The Cubism Revisited series has two parts. The first was my effort to represent the disparate views that one has of another individual when intimately close.
- When your face is up against another person’s face and one eye is closed, you have a monocular view.
- When the other eye is closed instead, there is a different monocular view.
- And when both eyes are open, you have a binocular view.
I found I could layer the three or more view angles and achieve what I had seen with my own eyes—a Cubist view. As a further homage to Picasso’s style, I have added colored geometric forms to some of the composites.
Carrying the concept further, the second set of layered photos captures two or more people closely related genetically—mother and daughter; father and son; grandmother, mother, daughter. In this set I was hoping somehow to represent the genetic ties, even though no one ever looks exactly like just one parent—or one grandparent. Super-imposing faces while trying to maintain the integrity of each individual was challenging. The process of creation was both demanding and gratifying as I merged angles of faces to create surreal combinations.
Since I started to do photography, I have always wanted to “beat” the camera’s single- point-in-time function. I have shaken the camera, used long exposures and occasionally turned to video to tell a story. The cubist layering approach of this series defies the concept of time, creates a monocular-binocular effect and collapses years between each generation.

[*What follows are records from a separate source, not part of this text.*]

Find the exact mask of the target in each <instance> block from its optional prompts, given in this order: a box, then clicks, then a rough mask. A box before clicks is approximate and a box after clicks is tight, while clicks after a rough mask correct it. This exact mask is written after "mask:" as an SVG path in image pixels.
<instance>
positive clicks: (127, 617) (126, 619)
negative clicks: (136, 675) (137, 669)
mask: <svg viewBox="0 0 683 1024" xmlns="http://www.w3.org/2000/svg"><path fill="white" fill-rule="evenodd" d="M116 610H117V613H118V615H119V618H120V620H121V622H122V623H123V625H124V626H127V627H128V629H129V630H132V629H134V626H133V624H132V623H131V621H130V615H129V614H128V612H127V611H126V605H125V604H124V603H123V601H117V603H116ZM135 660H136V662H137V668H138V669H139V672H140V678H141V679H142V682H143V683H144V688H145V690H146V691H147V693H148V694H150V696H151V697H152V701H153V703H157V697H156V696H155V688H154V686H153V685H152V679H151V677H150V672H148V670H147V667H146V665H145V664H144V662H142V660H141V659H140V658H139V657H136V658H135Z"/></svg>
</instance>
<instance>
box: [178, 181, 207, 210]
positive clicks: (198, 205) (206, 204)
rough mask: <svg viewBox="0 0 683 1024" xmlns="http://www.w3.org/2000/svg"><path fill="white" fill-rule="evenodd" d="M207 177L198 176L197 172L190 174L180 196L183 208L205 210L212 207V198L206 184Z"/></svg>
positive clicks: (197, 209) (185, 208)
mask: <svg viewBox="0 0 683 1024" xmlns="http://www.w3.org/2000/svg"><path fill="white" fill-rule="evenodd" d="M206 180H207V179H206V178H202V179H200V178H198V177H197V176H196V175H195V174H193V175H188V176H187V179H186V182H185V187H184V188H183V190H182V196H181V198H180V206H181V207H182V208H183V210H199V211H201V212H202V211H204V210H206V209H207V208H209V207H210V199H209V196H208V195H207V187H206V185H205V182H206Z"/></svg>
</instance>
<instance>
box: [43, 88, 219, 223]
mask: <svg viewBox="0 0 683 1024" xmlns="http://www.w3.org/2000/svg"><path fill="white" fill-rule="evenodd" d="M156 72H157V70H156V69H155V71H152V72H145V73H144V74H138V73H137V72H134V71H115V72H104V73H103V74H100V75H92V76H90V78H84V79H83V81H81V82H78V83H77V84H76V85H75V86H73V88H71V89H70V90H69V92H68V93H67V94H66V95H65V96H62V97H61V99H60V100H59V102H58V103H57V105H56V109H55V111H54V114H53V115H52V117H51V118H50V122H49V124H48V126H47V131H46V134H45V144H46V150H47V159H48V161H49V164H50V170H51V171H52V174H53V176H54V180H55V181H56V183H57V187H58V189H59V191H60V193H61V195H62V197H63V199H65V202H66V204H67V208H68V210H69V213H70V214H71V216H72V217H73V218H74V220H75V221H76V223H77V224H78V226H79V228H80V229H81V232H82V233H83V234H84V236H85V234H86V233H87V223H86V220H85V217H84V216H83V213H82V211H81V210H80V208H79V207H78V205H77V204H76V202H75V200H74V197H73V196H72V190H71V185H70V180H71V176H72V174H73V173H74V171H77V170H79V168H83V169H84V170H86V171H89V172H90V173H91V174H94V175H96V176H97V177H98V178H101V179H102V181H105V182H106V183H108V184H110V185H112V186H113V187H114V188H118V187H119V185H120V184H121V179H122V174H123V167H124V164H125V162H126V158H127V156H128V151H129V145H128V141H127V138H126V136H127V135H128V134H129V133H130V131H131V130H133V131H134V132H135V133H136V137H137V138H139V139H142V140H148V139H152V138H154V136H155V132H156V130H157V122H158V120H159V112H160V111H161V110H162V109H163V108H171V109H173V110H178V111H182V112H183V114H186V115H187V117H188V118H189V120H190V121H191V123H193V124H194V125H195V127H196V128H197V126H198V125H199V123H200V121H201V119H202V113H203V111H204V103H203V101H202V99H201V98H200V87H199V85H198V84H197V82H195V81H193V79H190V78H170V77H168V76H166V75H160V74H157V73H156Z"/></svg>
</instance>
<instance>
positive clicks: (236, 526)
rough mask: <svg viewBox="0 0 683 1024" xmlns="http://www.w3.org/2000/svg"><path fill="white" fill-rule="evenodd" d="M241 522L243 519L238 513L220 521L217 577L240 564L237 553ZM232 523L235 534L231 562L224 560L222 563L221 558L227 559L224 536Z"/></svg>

Scientists tell us that we actually see everything upside down, but our brain re-arranges the facts to convince us that we see right side up. Photographic cubism may represent another accurate way of interpreting what we see. As Picasso said: “We all know that art is not the truth, art is a lie that makes us realize the truth.”
Birds of Sorrow
My daughter left a Chinese proverb on my pillow one night. It read, “You cannot prevent the birds of sorrow from flying over your head, but you can prevent them from building nests in your hair.” The power and relevance of this statement provided the impetus for the series, Birds of Sorrow. This visual narrative explores the universal emotions of grief and the struggle to find meaning in death. We have all loved, experienced loss and been faced with a complex mosaic of overlapping emotions: anger, sadness, mourning, remembrance. Not beyond repair, we heal – we allow for the celebration of life by looking forward. These constructed images began deliberately dark and obscure, but I found that as the series evolved … in came the light.
In December my neighbor was brought to hospice. As I held her hand, she smiled and said, “I’ve had a really full life, and I’ve tried just about everything. This is one thing I’ve never done before. So I guess I’ll try it once.”